The template method defines the skeleton of an algorithm in a base class, letting subclasses fill in specific steps. Think of it like a form with blanks to fill in.

from abc import ABC, abstractmethod

class DataPipeline(ABC):
    def run(self):  # template method — defines the steps
        data = self.extract()
        cleaned = self.transform(data)
        self.load(cleaned)

    @abstractmethod
    def extract(self) -> list: ...

    @abstractmethod
    def transform(self, data: list) -> list: ...

    @abstractmethod
    def load(self, data: list) -> None: ...

class CsvPipeline(DataPipeline):
    def extract(self) -> list:
        return ["raw1", "raw2"]  # read from CSV

    def transform(self, data: list) -> list:
        return [d.upper() for d in data]  # clean data

    def load(self, data: list) -> None:
        print(f"Loaded: {data}")  # save to DB

CsvPipeline().run()  # Loaded: ['RAW1', 'RAW2']
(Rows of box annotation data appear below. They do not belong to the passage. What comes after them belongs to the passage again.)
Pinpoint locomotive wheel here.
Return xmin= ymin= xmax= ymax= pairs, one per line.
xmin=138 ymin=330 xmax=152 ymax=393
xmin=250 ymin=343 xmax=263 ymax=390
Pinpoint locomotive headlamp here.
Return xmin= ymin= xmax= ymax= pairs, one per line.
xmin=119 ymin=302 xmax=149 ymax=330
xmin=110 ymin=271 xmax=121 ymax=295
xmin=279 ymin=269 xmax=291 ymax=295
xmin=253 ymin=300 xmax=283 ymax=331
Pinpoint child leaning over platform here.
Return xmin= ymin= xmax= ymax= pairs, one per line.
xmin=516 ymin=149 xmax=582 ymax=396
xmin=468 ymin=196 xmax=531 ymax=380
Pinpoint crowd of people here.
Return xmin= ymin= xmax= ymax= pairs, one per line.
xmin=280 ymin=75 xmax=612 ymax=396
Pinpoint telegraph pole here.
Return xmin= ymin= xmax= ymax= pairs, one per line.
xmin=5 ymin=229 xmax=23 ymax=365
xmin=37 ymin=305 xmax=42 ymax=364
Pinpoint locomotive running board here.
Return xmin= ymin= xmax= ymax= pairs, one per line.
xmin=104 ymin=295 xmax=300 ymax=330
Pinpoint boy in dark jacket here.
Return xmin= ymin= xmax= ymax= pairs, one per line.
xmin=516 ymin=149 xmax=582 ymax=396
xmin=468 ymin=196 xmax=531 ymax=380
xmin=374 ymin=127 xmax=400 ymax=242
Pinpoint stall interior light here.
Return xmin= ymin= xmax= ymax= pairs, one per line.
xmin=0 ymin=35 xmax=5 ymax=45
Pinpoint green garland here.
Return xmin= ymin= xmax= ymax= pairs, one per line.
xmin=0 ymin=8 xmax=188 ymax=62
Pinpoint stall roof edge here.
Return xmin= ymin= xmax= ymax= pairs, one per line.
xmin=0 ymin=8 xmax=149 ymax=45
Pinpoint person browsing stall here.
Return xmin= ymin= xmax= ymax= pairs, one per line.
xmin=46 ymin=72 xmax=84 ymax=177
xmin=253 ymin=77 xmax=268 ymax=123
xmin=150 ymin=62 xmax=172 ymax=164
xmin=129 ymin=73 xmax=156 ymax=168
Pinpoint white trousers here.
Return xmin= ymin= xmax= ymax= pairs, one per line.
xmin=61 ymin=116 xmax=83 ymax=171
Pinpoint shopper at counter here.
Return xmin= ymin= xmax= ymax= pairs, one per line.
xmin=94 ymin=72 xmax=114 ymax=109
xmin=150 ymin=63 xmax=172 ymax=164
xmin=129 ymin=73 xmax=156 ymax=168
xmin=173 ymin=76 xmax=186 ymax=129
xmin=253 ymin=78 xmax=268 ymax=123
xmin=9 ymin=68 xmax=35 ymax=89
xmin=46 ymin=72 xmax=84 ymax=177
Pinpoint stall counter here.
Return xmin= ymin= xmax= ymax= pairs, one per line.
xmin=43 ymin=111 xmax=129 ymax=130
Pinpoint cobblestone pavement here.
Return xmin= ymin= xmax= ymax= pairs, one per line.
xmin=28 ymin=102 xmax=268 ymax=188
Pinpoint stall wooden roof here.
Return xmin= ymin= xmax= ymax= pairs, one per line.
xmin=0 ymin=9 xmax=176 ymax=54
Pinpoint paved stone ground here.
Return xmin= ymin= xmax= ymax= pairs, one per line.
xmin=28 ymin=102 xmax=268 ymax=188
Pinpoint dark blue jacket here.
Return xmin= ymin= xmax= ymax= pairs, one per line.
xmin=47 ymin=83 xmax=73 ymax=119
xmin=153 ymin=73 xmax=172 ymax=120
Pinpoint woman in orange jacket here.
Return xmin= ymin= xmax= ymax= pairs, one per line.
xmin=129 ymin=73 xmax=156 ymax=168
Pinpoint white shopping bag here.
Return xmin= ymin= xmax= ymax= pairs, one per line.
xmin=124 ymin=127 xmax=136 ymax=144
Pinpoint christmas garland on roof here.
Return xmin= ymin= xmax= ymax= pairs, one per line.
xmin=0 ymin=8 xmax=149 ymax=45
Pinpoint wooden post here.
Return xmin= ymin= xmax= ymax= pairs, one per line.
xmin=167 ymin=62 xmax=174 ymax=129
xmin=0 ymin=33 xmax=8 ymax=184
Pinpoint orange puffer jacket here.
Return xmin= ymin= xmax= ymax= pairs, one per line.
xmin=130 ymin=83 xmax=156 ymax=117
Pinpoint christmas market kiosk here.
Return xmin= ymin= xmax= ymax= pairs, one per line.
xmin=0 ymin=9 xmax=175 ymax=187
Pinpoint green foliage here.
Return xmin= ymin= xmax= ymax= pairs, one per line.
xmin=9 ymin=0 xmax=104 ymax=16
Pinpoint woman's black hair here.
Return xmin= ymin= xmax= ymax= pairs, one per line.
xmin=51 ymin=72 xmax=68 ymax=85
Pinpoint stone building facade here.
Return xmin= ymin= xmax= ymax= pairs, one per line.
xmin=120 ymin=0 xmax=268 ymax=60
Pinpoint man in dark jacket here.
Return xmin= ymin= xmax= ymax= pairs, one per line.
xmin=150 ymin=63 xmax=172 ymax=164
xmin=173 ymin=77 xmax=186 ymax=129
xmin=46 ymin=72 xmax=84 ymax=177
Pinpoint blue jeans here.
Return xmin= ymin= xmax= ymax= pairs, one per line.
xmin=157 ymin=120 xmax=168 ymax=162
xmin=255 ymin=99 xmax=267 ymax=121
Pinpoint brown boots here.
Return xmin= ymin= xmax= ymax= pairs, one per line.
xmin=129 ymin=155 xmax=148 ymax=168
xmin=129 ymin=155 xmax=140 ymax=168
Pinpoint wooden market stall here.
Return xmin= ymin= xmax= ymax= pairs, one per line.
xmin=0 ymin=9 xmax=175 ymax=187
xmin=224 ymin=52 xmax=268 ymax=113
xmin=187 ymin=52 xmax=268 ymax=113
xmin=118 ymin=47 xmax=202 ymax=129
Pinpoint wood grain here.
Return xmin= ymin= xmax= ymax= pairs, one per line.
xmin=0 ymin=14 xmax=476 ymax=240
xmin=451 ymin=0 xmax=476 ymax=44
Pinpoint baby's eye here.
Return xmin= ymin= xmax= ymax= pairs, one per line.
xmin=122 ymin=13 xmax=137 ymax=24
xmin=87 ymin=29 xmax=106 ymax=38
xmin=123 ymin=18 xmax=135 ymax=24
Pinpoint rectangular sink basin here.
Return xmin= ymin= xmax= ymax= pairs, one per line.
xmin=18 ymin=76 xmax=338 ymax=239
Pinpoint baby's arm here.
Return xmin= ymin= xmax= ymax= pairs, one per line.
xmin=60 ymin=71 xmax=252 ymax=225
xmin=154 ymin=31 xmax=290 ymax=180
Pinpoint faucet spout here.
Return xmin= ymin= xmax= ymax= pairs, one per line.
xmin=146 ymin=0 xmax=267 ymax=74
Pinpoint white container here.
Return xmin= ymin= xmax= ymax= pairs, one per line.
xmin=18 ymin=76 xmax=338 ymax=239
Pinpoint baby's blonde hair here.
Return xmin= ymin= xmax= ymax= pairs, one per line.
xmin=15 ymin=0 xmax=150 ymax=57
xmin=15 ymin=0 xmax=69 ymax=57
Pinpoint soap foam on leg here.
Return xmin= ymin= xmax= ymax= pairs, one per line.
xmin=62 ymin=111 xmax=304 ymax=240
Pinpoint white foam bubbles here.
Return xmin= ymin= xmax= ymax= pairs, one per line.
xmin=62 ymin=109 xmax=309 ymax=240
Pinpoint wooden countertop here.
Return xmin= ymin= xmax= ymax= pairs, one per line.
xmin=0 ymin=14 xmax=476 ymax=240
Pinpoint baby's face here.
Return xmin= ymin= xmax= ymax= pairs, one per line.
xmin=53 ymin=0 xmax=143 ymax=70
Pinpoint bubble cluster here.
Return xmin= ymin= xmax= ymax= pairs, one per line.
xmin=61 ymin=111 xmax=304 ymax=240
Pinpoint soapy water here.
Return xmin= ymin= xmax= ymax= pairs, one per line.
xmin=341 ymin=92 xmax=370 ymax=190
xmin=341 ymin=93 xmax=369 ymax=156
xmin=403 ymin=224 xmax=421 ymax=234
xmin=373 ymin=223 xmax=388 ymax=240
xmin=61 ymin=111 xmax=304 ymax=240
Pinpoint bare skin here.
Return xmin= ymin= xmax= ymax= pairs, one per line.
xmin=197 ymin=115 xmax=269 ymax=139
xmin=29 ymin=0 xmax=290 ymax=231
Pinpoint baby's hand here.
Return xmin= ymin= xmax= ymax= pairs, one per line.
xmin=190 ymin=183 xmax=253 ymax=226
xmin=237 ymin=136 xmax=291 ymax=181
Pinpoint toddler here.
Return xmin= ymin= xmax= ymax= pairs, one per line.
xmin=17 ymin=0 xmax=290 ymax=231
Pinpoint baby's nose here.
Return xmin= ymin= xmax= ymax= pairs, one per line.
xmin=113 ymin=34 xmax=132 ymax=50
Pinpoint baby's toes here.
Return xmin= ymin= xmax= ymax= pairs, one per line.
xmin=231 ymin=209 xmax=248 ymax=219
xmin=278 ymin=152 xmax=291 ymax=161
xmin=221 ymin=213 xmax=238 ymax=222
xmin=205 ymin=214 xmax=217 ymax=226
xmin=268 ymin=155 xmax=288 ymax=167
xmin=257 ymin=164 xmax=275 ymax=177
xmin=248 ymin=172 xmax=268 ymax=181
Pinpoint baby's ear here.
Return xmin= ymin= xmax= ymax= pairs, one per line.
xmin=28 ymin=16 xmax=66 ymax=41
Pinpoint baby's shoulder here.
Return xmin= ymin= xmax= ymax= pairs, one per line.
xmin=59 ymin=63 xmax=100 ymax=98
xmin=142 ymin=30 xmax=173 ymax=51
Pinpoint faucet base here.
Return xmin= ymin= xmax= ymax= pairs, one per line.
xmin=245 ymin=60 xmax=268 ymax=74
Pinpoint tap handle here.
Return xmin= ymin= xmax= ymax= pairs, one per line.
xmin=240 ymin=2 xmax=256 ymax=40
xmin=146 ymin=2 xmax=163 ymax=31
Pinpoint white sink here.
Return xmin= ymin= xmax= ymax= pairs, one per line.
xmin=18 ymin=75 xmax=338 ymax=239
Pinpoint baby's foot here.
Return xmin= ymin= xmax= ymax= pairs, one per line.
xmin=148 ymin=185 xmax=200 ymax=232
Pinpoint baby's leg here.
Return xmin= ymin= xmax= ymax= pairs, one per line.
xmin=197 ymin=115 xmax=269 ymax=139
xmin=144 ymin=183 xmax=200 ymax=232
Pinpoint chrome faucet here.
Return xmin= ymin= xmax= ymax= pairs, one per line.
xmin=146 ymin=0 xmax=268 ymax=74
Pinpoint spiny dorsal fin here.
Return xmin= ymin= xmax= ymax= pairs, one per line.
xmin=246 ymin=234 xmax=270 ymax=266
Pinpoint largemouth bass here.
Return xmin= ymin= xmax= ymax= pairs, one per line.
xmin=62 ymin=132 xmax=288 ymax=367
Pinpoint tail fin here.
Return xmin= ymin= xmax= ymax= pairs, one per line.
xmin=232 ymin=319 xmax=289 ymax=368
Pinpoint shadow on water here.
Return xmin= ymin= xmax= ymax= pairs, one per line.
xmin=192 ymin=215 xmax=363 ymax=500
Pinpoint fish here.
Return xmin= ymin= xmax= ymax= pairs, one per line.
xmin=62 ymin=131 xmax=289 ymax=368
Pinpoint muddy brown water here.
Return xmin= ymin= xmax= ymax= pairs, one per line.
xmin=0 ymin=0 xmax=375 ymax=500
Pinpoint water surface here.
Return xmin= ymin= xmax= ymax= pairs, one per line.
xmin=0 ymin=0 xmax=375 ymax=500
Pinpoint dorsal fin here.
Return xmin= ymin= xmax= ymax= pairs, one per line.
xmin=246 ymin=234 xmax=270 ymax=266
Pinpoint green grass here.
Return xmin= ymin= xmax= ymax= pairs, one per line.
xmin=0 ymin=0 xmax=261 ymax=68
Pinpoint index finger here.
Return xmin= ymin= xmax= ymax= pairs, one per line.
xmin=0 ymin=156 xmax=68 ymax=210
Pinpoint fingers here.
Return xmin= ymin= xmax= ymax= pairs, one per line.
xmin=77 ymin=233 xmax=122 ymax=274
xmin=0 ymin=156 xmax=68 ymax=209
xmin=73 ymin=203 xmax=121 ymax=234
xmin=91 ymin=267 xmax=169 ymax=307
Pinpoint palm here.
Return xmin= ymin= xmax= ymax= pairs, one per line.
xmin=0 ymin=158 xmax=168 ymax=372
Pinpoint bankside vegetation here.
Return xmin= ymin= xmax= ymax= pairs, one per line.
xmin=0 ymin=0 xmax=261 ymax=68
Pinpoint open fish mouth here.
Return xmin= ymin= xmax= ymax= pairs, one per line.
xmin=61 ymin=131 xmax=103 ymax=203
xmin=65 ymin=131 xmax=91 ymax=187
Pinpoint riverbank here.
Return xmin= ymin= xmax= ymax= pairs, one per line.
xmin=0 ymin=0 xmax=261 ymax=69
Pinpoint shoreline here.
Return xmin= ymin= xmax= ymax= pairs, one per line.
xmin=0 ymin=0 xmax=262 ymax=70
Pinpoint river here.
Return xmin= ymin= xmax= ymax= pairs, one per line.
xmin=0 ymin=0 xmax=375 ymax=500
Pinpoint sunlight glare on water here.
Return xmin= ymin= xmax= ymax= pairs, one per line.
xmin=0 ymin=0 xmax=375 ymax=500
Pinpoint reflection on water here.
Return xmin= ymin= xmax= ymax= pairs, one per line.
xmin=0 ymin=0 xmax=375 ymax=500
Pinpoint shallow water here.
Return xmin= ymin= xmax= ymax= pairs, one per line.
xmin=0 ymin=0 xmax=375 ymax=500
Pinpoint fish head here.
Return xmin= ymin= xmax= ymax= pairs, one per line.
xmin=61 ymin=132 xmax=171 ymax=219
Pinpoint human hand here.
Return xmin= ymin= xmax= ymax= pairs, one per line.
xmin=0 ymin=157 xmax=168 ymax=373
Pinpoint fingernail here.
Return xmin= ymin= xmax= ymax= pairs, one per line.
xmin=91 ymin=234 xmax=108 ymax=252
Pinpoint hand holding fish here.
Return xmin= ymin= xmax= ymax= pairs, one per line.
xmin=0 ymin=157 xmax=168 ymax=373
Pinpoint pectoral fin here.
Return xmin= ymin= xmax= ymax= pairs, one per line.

The run() method is the template. It calls extract, transform, and load in order. Subclasses provide the concrete implementations, but the overall flow stays the same.

Which Pattern, When?

  • Singleton — configuration, database connections, caches (but prefer modules)
  • Factory — multiple ways to create an object (from_json, from_csv, admin)
  • Builder — constructing complex objects step by step (queries, configs)
  • Observer — event-driven systems, pub/sub, UI updates
  • Strategy — swappable algorithms (sorting, validation, pricing rules)
  • Decorator — adding behavior without modifying the original (logging, timing, auth)
  • Iterator — traversing collections lazily (prefer generators)
  • Template Method — fixed algorithm with customizable steps (ETL, tests, workflows)

In simple language, design patterns are reusable solutions to common problems. Python’s features — first-class functions, decorators, generators, duck typing — let us implement these patterns with far less boilerplate than traditional OOP languages. The pattern is still there; the ceremony isn’t.